Le socialiste et ex-député de l'Essonne Julien Dray est revenu sur le rapport au pouvoir d'Emmanuel Macron ce lundi dans Libération, pointant du doigt l'isolement du chef de l'Etat et sa gestion de l'affaire Benalla.

"Après quelques succès on est rattrapé par l’autoritarisme et la verticalité qui isole et expose", estime le socialiste Julien Dray, dénonçant une panique institutionnelle" à l'origine du déferlement médiatique dans l'affaire Benalla, qu'il considère comme un "révélateur de l'exercice du pouvoir" et de ses "dérives viriles".

"Au départ, c’est une faute individuelle, celle d’un garçon qui finit par se croire tout permis", affirme l'ancien député de l'Essonne dans un entretien à Libération ce lundi.

Brigitte Macron, "seule digue" du chef de l'Etat

"Je m’interroge tout de même sur cette panique du gouvernement, cette accumulation de versions, les mensonges. Je n’arrive pas à croire à l’amateurisme des protagonistes. En fait, on en vient à se dire que cette histoire est avant tout un révélateur de l’exercice du pouvoir et ses dérives viriles", juge-t-il.

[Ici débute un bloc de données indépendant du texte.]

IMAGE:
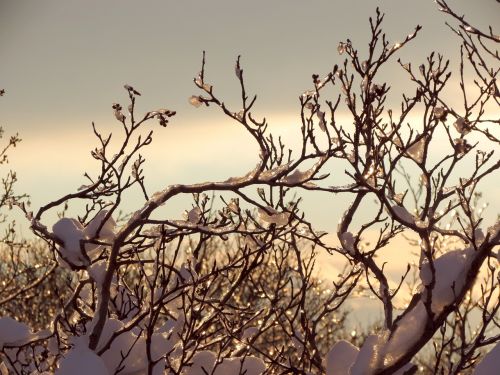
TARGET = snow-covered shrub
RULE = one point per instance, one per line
(229, 286)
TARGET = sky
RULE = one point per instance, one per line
(64, 62)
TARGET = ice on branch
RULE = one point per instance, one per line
(403, 215)
(440, 113)
(297, 176)
(340, 358)
(274, 217)
(462, 125)
(249, 333)
(204, 363)
(416, 151)
(81, 361)
(346, 359)
(450, 276)
(347, 239)
(72, 233)
(193, 216)
(97, 228)
(132, 342)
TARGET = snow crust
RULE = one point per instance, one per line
(205, 362)
(403, 215)
(450, 271)
(72, 233)
(82, 361)
(346, 359)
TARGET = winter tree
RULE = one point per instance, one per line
(230, 285)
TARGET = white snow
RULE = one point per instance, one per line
(70, 231)
(193, 216)
(82, 361)
(97, 272)
(346, 359)
(366, 359)
(278, 218)
(490, 364)
(403, 215)
(450, 271)
(204, 362)
(347, 239)
(107, 231)
(416, 151)
(249, 332)
(133, 343)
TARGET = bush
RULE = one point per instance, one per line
(230, 288)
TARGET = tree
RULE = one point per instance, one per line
(230, 287)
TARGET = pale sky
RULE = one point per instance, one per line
(63, 62)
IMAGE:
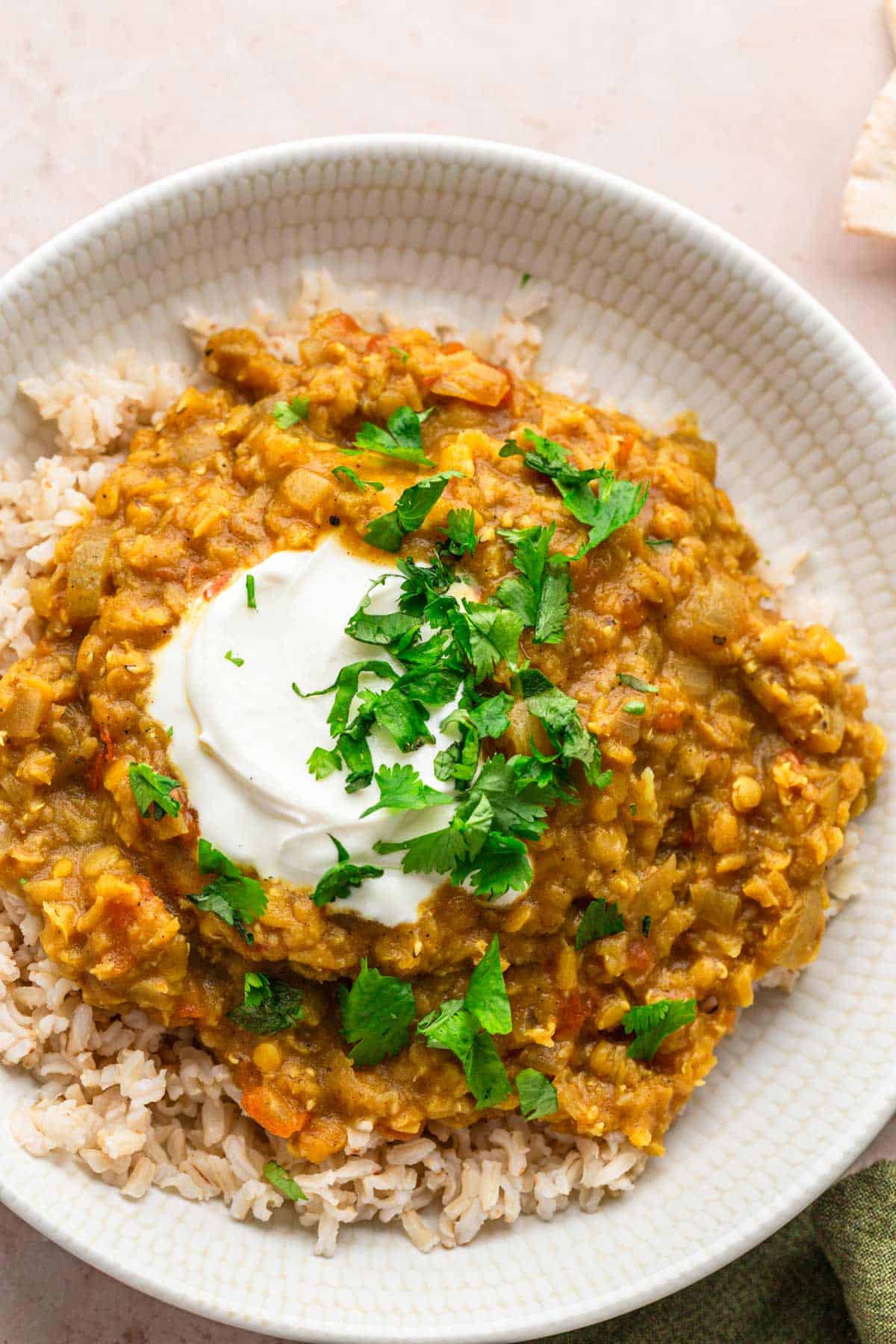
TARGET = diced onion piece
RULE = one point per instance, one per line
(87, 577)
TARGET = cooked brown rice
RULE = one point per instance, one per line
(143, 1107)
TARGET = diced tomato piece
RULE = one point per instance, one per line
(574, 1012)
(214, 588)
(102, 759)
(276, 1113)
(640, 956)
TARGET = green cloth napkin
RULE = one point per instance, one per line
(829, 1277)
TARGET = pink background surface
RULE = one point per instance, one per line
(746, 112)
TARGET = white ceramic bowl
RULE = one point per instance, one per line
(667, 312)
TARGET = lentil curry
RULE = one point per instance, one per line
(734, 752)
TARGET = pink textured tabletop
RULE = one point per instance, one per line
(747, 113)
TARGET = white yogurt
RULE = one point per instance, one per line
(242, 737)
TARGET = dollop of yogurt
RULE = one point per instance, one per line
(242, 737)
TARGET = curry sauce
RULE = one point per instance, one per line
(729, 791)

Interrogé sur la pratique du pouvoir d'Emmanuel Macron, le conseiller régional francilien pointe une "ivresse logique" : "imaginez-vous : il est ministre en 2014, et trois ans après, il a le monde à ses pieds".

"Le problème, c’est la construction de son entourage, qui doit être une digue, et en ce moment on voit bien que ce n’est pas solide autour de lui. La seule digue que je perçois de l’extérieur, c’est son épouse Brigitte Macron qui, elle, a les pieds sur terre", poursuit-il.

La motion de censure de "toute la gauche"

Quant à son propre camp, Julien Dray juge le Parti socialiste "encore traumatisé par la défaite".

"Ca se voit dans nos attitudes, nos mots et il faut un choc. La thérapie, ce n’est pas l’introspection, c’est une erreur. (...) Aujourd’hui, seul le PS est capable de faire la synthèse à gauche, avec toute la gauche", a-t-il assuré, précisant que "toute la gauche" signifie "celle qui se retrouve autour de la motion de censure" déposée à l'Assemblée contre le gouvernement, et qui réunit les trois groupes de gauche (socialistes, communistes et insoumis).

Ce rassemblement à gauche "n’est pas une péripétie ! (...) Je suis convaincu que c’est un bon début pour la gauche à quelques mois des élections européennes", défend-il.